La sentenza, sebbene non risolutiva per tutti i casi pendenti, rappresenta una breccia importante nella rigidità amministrativa che, fino alla sua pronuncia, ha completamente ignorato la realtà. Nel frattempo anche il sindacato studentesco Unione degli universitari si è mobilitato, chiedendo ai ministeri competenti l’adozione urgente di meccanismi alternativi per consentire agli studenti di Gaza di ottenere i visti senza dover passare da Gerusalemme. In tal senso, è significativa la mozione approvata dal senato accademico dell’Università della Tuscia di Viterbo, su proposta dell’Udu locale, che ha chiesto formalmente al governo un intervento diretto per rimuovere l’ostacolo consolare.

Nel momento in cui questo articolo viene scritto, dalle istituzioni italiane non è arrivata alcuna risposta ufficiale. Nessun passo concreto è stato compiuto per portare in salvo gli studenti gazawi ammessi nelle università italiane. Intanto, ho conosciuto altri di loro. B., vent’anni, ha ottenuto la borsa Iupals per un’università del Nord Est. Non ne è sorpreso: è sempre stato tra i migliori della sua classe. A., invece, è tornata a casa dopo mesi da sfollata. Si dice fortunata – mi racconta – perché l’ha ritrovata ancora in piedi, anche se il tetto è stato sventrato da una bomba inesplosa, con su scritte in ebraico, che adesso giace muta nel salotto. L., già ammessa a un ateneo del Sud, vive nel campo profughi di Nuseirat, dove l’esercito israeliano continua a uccidere decine di persone ogni giorno. H. mi ha scritto dopo giorni di silenzio. Suo padre e suo fratello di quattordici anni sono stati uccisi da un drone mentre tornavano a casa con un sacco di farina. Lei li guardava dal balcone. Poi c’è A., che formalmente non rientra in questa storia. Ha diciassette anni e un’intelligenza che non rispetta il calendario anagrafico. Nei video che mi invia mi mostra dove vive, cosa legge, come sogna.
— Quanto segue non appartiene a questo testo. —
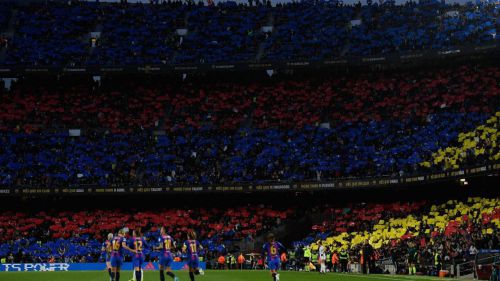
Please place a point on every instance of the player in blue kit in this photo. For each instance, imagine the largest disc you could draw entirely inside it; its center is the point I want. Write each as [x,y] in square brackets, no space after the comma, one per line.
[166,258]
[191,248]
[137,246]
[272,249]
[118,244]
[106,250]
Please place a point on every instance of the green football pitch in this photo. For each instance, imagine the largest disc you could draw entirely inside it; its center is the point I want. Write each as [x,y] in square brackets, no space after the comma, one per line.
[209,276]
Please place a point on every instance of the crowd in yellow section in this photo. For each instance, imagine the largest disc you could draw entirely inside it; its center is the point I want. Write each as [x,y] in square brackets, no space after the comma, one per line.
[434,236]
[474,147]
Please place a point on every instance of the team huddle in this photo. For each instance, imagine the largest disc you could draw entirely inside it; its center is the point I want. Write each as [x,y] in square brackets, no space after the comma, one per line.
[114,248]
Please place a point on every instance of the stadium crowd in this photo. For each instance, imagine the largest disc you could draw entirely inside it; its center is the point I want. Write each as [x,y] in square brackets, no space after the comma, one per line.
[428,235]
[65,236]
[424,235]
[222,133]
[55,33]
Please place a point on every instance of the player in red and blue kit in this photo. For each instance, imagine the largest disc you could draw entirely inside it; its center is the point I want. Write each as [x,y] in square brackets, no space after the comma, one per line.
[117,245]
[166,258]
[106,250]
[137,246]
[191,248]
[272,249]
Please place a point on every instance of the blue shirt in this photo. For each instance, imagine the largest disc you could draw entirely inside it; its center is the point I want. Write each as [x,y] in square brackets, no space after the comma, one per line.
[272,250]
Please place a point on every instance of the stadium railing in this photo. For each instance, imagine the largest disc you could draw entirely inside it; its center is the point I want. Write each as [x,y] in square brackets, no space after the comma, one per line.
[346,183]
[396,59]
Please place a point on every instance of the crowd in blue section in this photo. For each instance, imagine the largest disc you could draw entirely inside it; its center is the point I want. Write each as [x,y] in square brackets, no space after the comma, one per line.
[248,155]
[59,34]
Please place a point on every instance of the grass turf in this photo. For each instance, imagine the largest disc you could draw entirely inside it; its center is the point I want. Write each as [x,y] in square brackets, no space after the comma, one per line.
[209,276]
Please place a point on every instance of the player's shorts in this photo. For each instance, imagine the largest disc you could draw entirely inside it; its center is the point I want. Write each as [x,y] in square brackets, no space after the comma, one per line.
[138,260]
[166,260]
[193,262]
[274,264]
[116,261]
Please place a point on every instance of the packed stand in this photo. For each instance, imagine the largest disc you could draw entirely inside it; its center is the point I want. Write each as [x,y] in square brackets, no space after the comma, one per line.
[77,236]
[478,146]
[429,236]
[60,34]
[272,131]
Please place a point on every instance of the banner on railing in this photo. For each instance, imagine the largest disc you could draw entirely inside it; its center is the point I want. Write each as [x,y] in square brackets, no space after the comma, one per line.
[84,266]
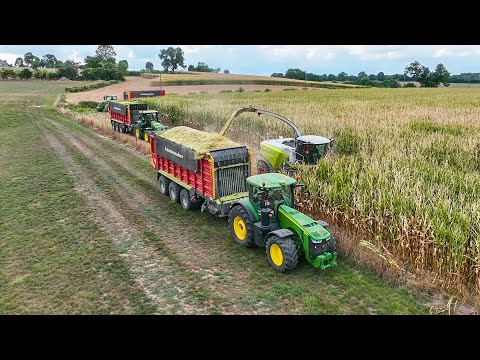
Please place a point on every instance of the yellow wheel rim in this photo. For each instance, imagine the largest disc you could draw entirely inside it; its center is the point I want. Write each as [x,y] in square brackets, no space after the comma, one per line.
[239,228]
[276,254]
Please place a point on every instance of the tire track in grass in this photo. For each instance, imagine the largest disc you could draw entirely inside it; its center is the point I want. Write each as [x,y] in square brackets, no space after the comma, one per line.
[163,289]
[144,204]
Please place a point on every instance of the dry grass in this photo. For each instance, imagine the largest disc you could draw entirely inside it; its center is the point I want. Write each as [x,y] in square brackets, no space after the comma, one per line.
[192,78]
[406,175]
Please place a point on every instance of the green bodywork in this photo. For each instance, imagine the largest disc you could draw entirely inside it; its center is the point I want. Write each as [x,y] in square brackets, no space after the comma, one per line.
[148,120]
[276,191]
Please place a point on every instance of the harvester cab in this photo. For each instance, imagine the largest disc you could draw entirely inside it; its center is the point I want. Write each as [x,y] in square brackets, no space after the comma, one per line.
[103,105]
[282,153]
[267,218]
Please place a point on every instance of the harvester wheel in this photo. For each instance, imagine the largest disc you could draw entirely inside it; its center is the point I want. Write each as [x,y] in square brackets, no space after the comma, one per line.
[263,167]
[174,191]
[241,226]
[282,253]
[163,184]
[185,199]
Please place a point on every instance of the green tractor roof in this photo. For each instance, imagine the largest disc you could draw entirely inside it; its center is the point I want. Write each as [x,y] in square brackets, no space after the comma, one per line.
[271,180]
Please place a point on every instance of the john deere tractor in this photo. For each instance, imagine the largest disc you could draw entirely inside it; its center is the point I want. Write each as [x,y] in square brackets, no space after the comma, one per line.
[102,106]
[284,153]
[267,218]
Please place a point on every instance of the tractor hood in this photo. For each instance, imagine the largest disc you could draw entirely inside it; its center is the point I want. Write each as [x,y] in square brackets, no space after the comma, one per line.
[316,231]
[314,139]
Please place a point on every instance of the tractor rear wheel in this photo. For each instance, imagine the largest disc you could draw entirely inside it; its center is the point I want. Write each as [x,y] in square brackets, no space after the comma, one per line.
[185,199]
[163,184]
[282,253]
[241,226]
[174,191]
[263,166]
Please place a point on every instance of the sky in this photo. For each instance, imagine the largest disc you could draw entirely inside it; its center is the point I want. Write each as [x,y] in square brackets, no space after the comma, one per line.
[267,59]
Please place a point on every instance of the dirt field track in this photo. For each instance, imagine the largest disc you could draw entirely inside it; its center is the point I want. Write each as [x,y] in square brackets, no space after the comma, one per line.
[86,231]
[139,83]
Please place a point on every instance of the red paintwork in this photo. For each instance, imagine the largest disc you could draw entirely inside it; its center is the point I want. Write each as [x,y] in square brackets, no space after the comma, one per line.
[119,117]
[201,180]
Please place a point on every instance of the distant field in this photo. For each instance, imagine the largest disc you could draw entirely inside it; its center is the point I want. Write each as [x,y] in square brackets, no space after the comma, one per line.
[84,230]
[406,174]
[203,78]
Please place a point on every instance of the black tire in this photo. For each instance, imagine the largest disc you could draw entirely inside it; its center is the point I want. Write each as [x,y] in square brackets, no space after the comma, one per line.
[263,167]
[288,259]
[163,183]
[239,218]
[174,191]
[185,199]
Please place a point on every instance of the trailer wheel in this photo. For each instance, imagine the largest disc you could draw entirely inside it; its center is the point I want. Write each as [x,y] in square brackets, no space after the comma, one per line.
[241,226]
[174,191]
[163,184]
[185,199]
[282,253]
[263,167]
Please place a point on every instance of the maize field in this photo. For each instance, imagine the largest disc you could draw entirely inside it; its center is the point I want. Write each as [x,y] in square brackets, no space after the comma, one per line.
[405,174]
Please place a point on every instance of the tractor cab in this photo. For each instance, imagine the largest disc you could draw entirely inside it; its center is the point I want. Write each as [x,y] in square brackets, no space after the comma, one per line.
[311,148]
[271,190]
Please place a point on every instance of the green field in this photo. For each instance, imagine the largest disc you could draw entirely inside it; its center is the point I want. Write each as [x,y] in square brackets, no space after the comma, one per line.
[406,170]
[85,230]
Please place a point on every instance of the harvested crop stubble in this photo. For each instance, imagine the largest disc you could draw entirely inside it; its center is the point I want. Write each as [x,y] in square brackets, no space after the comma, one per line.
[200,141]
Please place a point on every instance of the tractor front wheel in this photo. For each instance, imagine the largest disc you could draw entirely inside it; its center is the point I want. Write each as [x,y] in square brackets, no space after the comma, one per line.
[241,226]
[282,253]
[185,199]
[263,167]
[163,184]
[174,191]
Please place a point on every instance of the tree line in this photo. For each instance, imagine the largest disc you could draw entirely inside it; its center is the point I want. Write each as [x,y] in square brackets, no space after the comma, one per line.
[413,72]
[101,66]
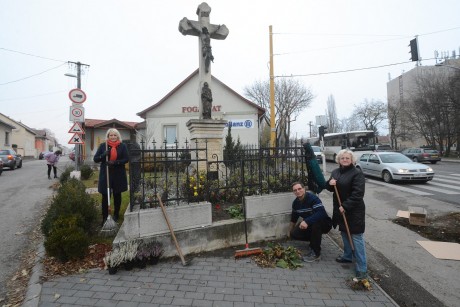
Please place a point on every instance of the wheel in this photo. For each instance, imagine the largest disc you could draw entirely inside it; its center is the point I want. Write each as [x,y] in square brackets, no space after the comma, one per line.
[387,177]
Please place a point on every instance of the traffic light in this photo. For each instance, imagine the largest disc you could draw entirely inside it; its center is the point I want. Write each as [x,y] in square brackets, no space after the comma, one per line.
[414,50]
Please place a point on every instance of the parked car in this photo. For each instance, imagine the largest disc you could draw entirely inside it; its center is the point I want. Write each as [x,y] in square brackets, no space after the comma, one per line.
[422,155]
[393,166]
[10,158]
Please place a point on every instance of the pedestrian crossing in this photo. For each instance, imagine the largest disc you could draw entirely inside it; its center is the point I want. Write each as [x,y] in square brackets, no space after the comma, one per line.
[448,184]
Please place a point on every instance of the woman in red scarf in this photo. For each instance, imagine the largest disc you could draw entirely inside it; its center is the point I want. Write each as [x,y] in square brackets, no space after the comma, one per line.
[114,155]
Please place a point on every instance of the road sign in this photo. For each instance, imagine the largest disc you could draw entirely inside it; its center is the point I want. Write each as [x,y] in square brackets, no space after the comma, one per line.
[77,95]
[76,128]
[76,139]
[77,114]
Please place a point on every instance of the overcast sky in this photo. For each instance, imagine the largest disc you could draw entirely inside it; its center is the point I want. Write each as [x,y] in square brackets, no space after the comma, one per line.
[137,55]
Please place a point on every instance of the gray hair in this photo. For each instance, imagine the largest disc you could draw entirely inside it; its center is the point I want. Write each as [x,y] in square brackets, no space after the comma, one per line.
[343,152]
[113,130]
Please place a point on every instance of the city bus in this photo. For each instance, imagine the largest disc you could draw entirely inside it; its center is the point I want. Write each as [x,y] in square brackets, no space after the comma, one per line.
[357,141]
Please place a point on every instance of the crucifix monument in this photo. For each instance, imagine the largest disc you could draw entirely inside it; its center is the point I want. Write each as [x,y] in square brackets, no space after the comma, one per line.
[205,32]
[205,132]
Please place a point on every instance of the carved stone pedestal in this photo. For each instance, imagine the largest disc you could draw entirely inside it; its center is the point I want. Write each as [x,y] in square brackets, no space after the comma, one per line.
[207,133]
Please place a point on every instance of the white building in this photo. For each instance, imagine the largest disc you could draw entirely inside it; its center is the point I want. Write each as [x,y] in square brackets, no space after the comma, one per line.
[165,121]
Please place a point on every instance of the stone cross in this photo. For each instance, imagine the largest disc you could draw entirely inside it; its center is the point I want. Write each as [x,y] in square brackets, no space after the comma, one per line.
[205,32]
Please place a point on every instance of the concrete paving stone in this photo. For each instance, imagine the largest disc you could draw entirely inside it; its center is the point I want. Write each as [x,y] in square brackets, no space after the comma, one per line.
[123,297]
[84,293]
[86,301]
[182,301]
[187,288]
[137,291]
[313,302]
[106,303]
[253,298]
[155,292]
[168,287]
[214,296]
[273,300]
[205,289]
[202,303]
[225,290]
[293,301]
[81,286]
[66,300]
[103,295]
[233,297]
[162,300]
[194,295]
[117,289]
[174,294]
[141,298]
[114,283]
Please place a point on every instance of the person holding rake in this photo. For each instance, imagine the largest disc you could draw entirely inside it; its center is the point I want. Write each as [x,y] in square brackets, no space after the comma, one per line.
[112,154]
[348,185]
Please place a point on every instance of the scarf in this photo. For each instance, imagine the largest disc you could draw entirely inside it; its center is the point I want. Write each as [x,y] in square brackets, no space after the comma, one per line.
[113,150]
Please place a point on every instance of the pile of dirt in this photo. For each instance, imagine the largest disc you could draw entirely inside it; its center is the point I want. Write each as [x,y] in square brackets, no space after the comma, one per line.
[443,228]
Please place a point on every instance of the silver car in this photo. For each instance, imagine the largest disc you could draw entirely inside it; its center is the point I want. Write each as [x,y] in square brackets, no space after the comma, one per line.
[393,166]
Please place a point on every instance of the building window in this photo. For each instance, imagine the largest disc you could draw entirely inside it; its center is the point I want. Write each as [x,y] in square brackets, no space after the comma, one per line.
[7,138]
[170,134]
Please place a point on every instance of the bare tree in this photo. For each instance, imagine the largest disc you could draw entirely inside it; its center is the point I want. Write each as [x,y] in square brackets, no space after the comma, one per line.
[433,109]
[331,114]
[371,114]
[291,97]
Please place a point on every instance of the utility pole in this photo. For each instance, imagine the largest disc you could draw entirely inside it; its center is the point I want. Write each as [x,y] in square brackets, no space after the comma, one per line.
[272,94]
[78,147]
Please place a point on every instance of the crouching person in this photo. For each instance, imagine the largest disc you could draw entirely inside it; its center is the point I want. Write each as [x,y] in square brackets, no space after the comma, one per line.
[314,221]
Ho molto riflettuto sull’opportunità di includere in questo pezzo altre informazioni sulle loro vite che hanno voluto condividere con me, testimonianze agghiaccianti delle loro sopravvivenze. Sono convinto che basterebbe conoscere anche solo qualche spezzone dei loro racconti per comprendere in che direzione sta andando la storia e quali siano le responsabilità dell’Occidente. Eppure, se c’è una frase che tutti mi hanno ripetuto con svariate parafrasi, questa è sintetizzabile nel concetto: non cerchiamo pietà, vogliamo solo veder riconosciuto il nostro diritto allo studio.